For us sysadmins an automation tool like Ansible can be a game-changer. It can be used to run single ad-hoc commands, or to execute playbooks that define infrastructure as code. With dynamic inventory support from cloud providers like Amazon Web Services, Microsoft Azure and Google Cloud Compute, you can provision entire environments within minutes and tear them down just as easily. With Tower, self-service for developers and testers becomes a reality, where they can safely deploy environments from approved templates as needed. But like every application, Ansible has its own approach to scripting and control. Here are a few things I have learned that may help you leverage the best of this amazing tool.

  • Describe, don’t dictate the environment: Let Ansible know what you want to see in your target environment, not what you want it to do. This can be hard, at least initially. Instead of just issuing an unix command and being done with it, you’re being forced to declare what the final state of the environment would look like. That may seem counterintuitive to begin with, but there’s good reason for this. Leaving the actual remote execution to Ansible modules gives you a reliable, replicable and scalable way to version, maintain and deploy infrastructure instead of having to debug shell scripts for hours. Virtually any CM tool worth its salt does this in some manner, but Ansible does it without relying on agents or complicated configurations.
  • Use the modules first: For those new to Ansible (and some pretty seasoned folks too), the temptation to use the shell, command and raw modules to pass unix commands to the target system can become intense, especially when you just need stuff done quickly. Take a step back and check out the module index first. More often than not, you’ll find a module that does what you need, and does it idempotently. But what if there is no module that does what you need? You can then fall back to shell commands, or even write your own custom module.
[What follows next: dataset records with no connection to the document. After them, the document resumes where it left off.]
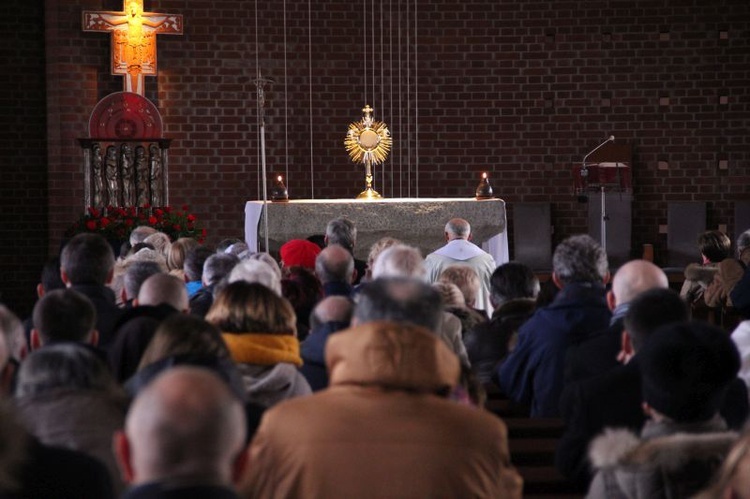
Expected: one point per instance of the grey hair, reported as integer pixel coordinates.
(218, 266)
(256, 271)
(458, 228)
(400, 299)
(137, 273)
(330, 266)
(63, 365)
(399, 261)
(580, 259)
(342, 231)
(743, 241)
(140, 233)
  • Use Git to version control your playbooks: Tools like Ansible make infrastructure as code easy. You can version control your playbooks just like application code, and provide consistent environments from development to production. This is especially important when you’re using Ansible Tower.
  • Test your YAML locally for errors: YAML can be somewhat finicky about spacing and indentation. Fortunately Ansible has some of the clearest error messages I’ve seen. You can dry-run playbooks by using the –check argument on the command line to check for syntax errors.
  • Be patient while you figure things out: Ansible is easy to learn, but I’d be lying if I said it didn’t have a learning curve. Be patient with its errors, and the rewards will follow. Ansible has excellent documentation with tons of examples, and it’s constantly being improved and augmented. From the command line use the ansible-doc to see man-style documentation for each module.